O Tribunal de Justiça (TJ) de São Paulo reconheceu que o compartilhamento por e-mail de fotos íntimas de uma pessoa pode gerar indenização por dano moral, independentemente de como a imagem foi parar na conta do usuário do correio eletrônico.

A medida foi julgada pela 7ª Câmara de Direito Privado e faz parte de uma série de 45 ações movidas por uma única vítima, no interior do Estado. Ela processou todos os envolvidos em uma corrente de e-mails compartilhados em 2009.

Segundo o advogado Renato Opice Blum, basta que a pessoa apenas repasse o conteúdo para que seja responsabilizada por invasão de privacidade. "Trata-se de uma posição onde todos têm responsabilidade e a decisão coincide com a nova realidade sobre a privacidade e a exposição das vítimas", esclarece.
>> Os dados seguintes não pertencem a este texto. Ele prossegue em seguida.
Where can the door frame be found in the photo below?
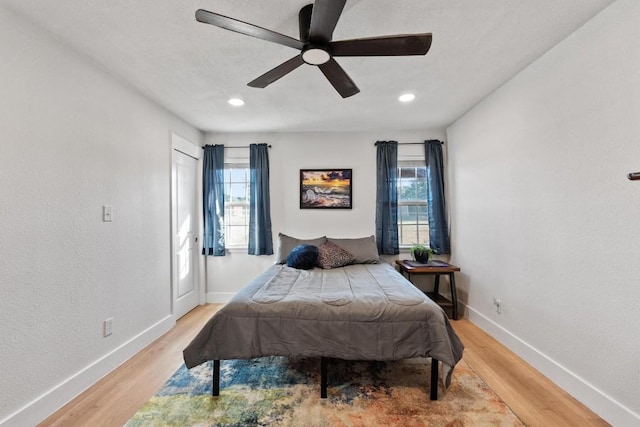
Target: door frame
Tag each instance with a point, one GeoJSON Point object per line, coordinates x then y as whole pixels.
{"type": "Point", "coordinates": [182, 145]}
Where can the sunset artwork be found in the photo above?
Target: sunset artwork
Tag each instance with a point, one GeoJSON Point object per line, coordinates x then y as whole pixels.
{"type": "Point", "coordinates": [325, 188]}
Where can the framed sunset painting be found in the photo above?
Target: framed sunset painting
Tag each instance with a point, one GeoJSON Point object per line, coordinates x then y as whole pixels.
{"type": "Point", "coordinates": [325, 188]}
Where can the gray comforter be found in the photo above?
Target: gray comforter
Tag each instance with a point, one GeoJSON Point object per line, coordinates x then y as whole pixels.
{"type": "Point", "coordinates": [357, 312]}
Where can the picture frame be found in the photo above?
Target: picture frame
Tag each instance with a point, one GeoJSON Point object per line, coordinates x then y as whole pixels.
{"type": "Point", "coordinates": [326, 188]}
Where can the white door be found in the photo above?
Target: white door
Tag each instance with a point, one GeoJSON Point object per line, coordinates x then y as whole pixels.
{"type": "Point", "coordinates": [185, 274]}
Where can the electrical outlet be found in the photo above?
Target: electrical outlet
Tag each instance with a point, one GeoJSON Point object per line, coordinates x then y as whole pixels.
{"type": "Point", "coordinates": [498, 303]}
{"type": "Point", "coordinates": [108, 327]}
{"type": "Point", "coordinates": [107, 213]}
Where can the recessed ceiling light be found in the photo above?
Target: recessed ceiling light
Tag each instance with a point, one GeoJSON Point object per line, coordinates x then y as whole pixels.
{"type": "Point", "coordinates": [407, 97]}
{"type": "Point", "coordinates": [236, 102]}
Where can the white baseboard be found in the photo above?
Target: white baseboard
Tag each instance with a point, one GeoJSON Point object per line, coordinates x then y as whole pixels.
{"type": "Point", "coordinates": [45, 405]}
{"type": "Point", "coordinates": [219, 297]}
{"type": "Point", "coordinates": [605, 406]}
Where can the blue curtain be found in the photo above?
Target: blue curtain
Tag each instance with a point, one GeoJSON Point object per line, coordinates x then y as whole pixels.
{"type": "Point", "coordinates": [260, 241]}
{"type": "Point", "coordinates": [438, 227]}
{"type": "Point", "coordinates": [387, 198]}
{"type": "Point", "coordinates": [213, 200]}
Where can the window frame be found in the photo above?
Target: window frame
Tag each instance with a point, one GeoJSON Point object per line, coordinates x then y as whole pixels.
{"type": "Point", "coordinates": [419, 204]}
{"type": "Point", "coordinates": [230, 164]}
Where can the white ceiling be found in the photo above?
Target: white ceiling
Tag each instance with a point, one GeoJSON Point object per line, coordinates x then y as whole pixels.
{"type": "Point", "coordinates": [192, 69]}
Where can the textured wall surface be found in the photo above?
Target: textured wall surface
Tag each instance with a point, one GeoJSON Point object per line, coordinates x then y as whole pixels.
{"type": "Point", "coordinates": [544, 217]}
{"type": "Point", "coordinates": [74, 139]}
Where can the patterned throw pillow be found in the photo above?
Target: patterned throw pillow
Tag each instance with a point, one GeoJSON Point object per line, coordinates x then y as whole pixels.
{"type": "Point", "coordinates": [303, 257]}
{"type": "Point", "coordinates": [331, 255]}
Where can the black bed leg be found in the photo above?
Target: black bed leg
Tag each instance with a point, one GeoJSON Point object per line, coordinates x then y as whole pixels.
{"type": "Point", "coordinates": [323, 377]}
{"type": "Point", "coordinates": [216, 378]}
{"type": "Point", "coordinates": [433, 392]}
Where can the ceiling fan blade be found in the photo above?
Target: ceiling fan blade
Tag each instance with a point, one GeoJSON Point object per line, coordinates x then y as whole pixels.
{"type": "Point", "coordinates": [281, 70]}
{"type": "Point", "coordinates": [324, 18]}
{"type": "Point", "coordinates": [410, 44]}
{"type": "Point", "coordinates": [246, 28]}
{"type": "Point", "coordinates": [339, 78]}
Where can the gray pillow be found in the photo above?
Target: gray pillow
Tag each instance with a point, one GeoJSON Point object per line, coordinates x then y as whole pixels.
{"type": "Point", "coordinates": [364, 249]}
{"type": "Point", "coordinates": [287, 243]}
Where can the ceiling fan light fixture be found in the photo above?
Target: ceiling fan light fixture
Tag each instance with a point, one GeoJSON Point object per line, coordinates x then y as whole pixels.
{"type": "Point", "coordinates": [236, 102]}
{"type": "Point", "coordinates": [315, 56]}
{"type": "Point", "coordinates": [406, 97]}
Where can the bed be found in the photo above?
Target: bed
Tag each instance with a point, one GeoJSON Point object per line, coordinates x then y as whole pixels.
{"type": "Point", "coordinates": [364, 310]}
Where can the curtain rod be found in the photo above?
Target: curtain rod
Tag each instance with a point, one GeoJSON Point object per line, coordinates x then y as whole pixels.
{"type": "Point", "coordinates": [412, 143]}
{"type": "Point", "coordinates": [238, 146]}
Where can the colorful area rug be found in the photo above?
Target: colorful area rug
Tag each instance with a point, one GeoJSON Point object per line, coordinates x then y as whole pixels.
{"type": "Point", "coordinates": [276, 391]}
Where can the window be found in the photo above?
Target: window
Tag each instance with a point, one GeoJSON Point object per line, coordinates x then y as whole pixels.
{"type": "Point", "coordinates": [236, 204]}
{"type": "Point", "coordinates": [413, 217]}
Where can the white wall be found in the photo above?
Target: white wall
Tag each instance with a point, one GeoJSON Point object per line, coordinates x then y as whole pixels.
{"type": "Point", "coordinates": [544, 217]}
{"type": "Point", "coordinates": [291, 152]}
{"type": "Point", "coordinates": [74, 139]}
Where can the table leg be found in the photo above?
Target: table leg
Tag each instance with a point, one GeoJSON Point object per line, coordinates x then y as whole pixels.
{"type": "Point", "coordinates": [454, 296]}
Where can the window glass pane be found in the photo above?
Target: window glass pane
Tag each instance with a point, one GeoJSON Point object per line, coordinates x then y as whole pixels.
{"type": "Point", "coordinates": [407, 190]}
{"type": "Point", "coordinates": [423, 214]}
{"type": "Point", "coordinates": [421, 190]}
{"type": "Point", "coordinates": [407, 172]}
{"type": "Point", "coordinates": [409, 234]}
{"type": "Point", "coordinates": [423, 234]}
{"type": "Point", "coordinates": [236, 215]}
{"type": "Point", "coordinates": [238, 175]}
{"type": "Point", "coordinates": [413, 218]}
{"type": "Point", "coordinates": [238, 192]}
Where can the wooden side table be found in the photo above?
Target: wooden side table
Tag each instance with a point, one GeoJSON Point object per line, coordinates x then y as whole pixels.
{"type": "Point", "coordinates": [434, 268]}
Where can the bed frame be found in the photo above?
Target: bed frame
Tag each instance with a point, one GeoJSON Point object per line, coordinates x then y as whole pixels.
{"type": "Point", "coordinates": [433, 387]}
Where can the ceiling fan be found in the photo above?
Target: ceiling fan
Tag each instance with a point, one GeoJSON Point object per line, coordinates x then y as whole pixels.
{"type": "Point", "coordinates": [317, 22]}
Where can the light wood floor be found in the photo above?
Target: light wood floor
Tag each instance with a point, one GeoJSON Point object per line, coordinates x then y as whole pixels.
{"type": "Point", "coordinates": [115, 398]}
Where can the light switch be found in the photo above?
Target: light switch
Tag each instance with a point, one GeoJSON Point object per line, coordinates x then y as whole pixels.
{"type": "Point", "coordinates": [107, 213]}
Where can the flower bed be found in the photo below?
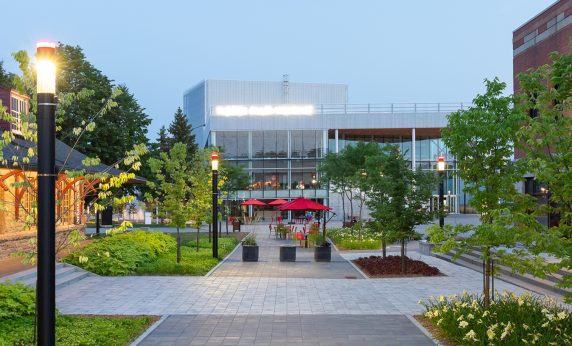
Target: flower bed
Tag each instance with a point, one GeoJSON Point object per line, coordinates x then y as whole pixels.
{"type": "Point", "coordinates": [377, 266]}
{"type": "Point", "coordinates": [510, 320]}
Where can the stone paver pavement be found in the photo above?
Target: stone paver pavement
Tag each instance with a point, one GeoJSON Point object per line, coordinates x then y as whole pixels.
{"type": "Point", "coordinates": [258, 295]}
{"type": "Point", "coordinates": [269, 264]}
{"type": "Point", "coordinates": [287, 330]}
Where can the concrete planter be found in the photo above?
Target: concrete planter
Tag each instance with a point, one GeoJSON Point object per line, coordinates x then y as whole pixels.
{"type": "Point", "coordinates": [288, 253]}
{"type": "Point", "coordinates": [426, 248]}
{"type": "Point", "coordinates": [250, 253]}
{"type": "Point", "coordinates": [323, 254]}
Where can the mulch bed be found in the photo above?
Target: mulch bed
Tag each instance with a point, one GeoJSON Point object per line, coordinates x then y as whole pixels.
{"type": "Point", "coordinates": [390, 266]}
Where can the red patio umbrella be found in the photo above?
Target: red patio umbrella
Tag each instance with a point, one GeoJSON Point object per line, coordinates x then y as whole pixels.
{"type": "Point", "coordinates": [278, 202]}
{"type": "Point", "coordinates": [303, 204]}
{"type": "Point", "coordinates": [253, 202]}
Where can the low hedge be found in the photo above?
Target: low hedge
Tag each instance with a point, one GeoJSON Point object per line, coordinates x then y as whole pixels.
{"type": "Point", "coordinates": [122, 254]}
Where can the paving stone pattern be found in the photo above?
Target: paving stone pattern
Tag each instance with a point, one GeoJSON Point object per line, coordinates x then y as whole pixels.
{"type": "Point", "coordinates": [287, 330]}
{"type": "Point", "coordinates": [269, 264]}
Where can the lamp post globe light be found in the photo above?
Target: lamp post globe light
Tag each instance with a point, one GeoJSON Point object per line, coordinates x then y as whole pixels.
{"type": "Point", "coordinates": [214, 167]}
{"type": "Point", "coordinates": [46, 290]}
{"type": "Point", "coordinates": [441, 171]}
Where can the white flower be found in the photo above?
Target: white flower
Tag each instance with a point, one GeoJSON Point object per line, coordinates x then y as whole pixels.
{"type": "Point", "coordinates": [471, 335]}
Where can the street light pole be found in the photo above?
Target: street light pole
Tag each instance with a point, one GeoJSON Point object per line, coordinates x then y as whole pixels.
{"type": "Point", "coordinates": [46, 284]}
{"type": "Point", "coordinates": [214, 162]}
{"type": "Point", "coordinates": [441, 170]}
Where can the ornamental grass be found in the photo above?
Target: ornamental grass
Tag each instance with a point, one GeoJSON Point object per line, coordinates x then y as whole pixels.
{"type": "Point", "coordinates": [510, 320]}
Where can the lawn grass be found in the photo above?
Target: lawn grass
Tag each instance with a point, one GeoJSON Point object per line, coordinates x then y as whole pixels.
{"type": "Point", "coordinates": [78, 330]}
{"type": "Point", "coordinates": [193, 262]}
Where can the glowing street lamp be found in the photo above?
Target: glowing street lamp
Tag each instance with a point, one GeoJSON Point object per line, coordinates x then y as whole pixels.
{"type": "Point", "coordinates": [214, 167]}
{"type": "Point", "coordinates": [46, 97]}
{"type": "Point", "coordinates": [441, 171]}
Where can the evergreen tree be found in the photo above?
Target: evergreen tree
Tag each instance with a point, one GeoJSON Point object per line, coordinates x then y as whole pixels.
{"type": "Point", "coordinates": [120, 125]}
{"type": "Point", "coordinates": [180, 131]}
{"type": "Point", "coordinates": [163, 141]}
{"type": "Point", "coordinates": [6, 78]}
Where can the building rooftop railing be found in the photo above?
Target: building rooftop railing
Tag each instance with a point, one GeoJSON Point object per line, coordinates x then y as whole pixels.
{"type": "Point", "coordinates": [358, 108]}
{"type": "Point", "coordinates": [369, 108]}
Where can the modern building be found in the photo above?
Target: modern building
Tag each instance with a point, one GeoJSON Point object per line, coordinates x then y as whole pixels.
{"type": "Point", "coordinates": [547, 32]}
{"type": "Point", "coordinates": [280, 132]}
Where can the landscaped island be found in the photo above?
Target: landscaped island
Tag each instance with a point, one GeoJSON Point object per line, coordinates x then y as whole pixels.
{"type": "Point", "coordinates": [149, 253]}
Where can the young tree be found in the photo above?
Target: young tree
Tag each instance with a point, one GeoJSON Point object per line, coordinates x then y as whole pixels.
{"type": "Point", "coordinates": [398, 197]}
{"type": "Point", "coordinates": [546, 141]}
{"type": "Point", "coordinates": [89, 183]}
{"type": "Point", "coordinates": [180, 131]}
{"type": "Point", "coordinates": [481, 139]}
{"type": "Point", "coordinates": [172, 175]}
{"type": "Point", "coordinates": [6, 78]}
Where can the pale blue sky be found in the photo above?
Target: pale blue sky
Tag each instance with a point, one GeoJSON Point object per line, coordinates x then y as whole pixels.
{"type": "Point", "coordinates": [386, 51]}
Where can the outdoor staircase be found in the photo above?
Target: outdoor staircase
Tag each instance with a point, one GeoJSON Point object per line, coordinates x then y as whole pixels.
{"type": "Point", "coordinates": [544, 286]}
{"type": "Point", "coordinates": [66, 274]}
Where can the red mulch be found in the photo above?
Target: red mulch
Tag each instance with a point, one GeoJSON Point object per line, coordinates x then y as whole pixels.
{"type": "Point", "coordinates": [377, 266]}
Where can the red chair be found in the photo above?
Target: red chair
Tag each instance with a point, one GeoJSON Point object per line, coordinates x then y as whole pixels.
{"type": "Point", "coordinates": [301, 237]}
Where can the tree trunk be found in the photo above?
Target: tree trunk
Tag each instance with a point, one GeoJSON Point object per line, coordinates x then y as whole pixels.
{"type": "Point", "coordinates": [487, 278]}
{"type": "Point", "coordinates": [403, 256]}
{"type": "Point", "coordinates": [178, 246]}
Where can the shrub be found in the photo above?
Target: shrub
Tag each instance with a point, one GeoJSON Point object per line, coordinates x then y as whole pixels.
{"type": "Point", "coordinates": [510, 320]}
{"type": "Point", "coordinates": [123, 253]}
{"type": "Point", "coordinates": [355, 238]}
{"type": "Point", "coordinates": [16, 300]}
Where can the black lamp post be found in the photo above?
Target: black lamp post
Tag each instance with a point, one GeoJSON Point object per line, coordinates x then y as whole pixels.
{"type": "Point", "coordinates": [46, 290]}
{"type": "Point", "coordinates": [441, 170]}
{"type": "Point", "coordinates": [214, 162]}
{"type": "Point", "coordinates": [546, 192]}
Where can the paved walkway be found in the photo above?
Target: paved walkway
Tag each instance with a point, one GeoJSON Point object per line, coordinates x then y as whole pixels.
{"type": "Point", "coordinates": [275, 303]}
{"type": "Point", "coordinates": [308, 330]}
{"type": "Point", "coordinates": [269, 264]}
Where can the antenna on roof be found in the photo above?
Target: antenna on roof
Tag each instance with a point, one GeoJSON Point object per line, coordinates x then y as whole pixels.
{"type": "Point", "coordinates": [285, 88]}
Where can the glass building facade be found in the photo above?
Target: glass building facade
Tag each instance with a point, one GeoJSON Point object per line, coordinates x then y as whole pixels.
{"type": "Point", "coordinates": [281, 164]}
{"type": "Point", "coordinates": [285, 163]}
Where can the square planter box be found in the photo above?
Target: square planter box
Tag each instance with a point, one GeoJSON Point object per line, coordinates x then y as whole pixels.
{"type": "Point", "coordinates": [288, 253]}
{"type": "Point", "coordinates": [250, 253]}
{"type": "Point", "coordinates": [323, 254]}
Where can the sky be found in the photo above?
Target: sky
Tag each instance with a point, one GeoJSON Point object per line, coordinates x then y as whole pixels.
{"type": "Point", "coordinates": [385, 51]}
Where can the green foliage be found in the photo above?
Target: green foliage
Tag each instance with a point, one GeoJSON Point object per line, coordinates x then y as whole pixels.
{"type": "Point", "coordinates": [510, 320]}
{"type": "Point", "coordinates": [122, 254]}
{"type": "Point", "coordinates": [344, 172]}
{"type": "Point", "coordinates": [250, 240]}
{"type": "Point", "coordinates": [112, 112]}
{"type": "Point", "coordinates": [481, 138]}
{"type": "Point", "coordinates": [77, 330]}
{"type": "Point", "coordinates": [398, 196]}
{"type": "Point", "coordinates": [172, 173]}
{"type": "Point", "coordinates": [355, 238]}
{"type": "Point", "coordinates": [180, 131]}
{"type": "Point", "coordinates": [16, 300]}
{"type": "Point", "coordinates": [192, 262]}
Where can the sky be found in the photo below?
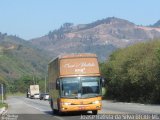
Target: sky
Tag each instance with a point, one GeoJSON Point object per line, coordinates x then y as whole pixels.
{"type": "Point", "coordinates": [30, 19]}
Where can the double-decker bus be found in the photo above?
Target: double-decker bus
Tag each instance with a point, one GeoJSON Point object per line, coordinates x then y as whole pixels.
{"type": "Point", "coordinates": [75, 83]}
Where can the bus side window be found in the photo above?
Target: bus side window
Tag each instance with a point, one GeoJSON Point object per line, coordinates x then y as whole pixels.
{"type": "Point", "coordinates": [57, 84]}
Blum adiciona que, mesmo que o acusado não seja o autor das imagens, ou não tenha agido com dolo específico, a retransmissão da foto a terceiros configura, por si só, a conduta lesiva, revelando a culpa. "A lei entende como imprudente a simples atitude de difundir a ofensa."
Até o mês passado, tramitaram no Tribunal aproximadamente 25 apelações, com indenizações fixadas em torno de R$ 4,5 mil. Já a vítima que propôs as quase 50 demandas poderá receber mais de R$ 200 mil, caso as ações sejam julgadas procedentes.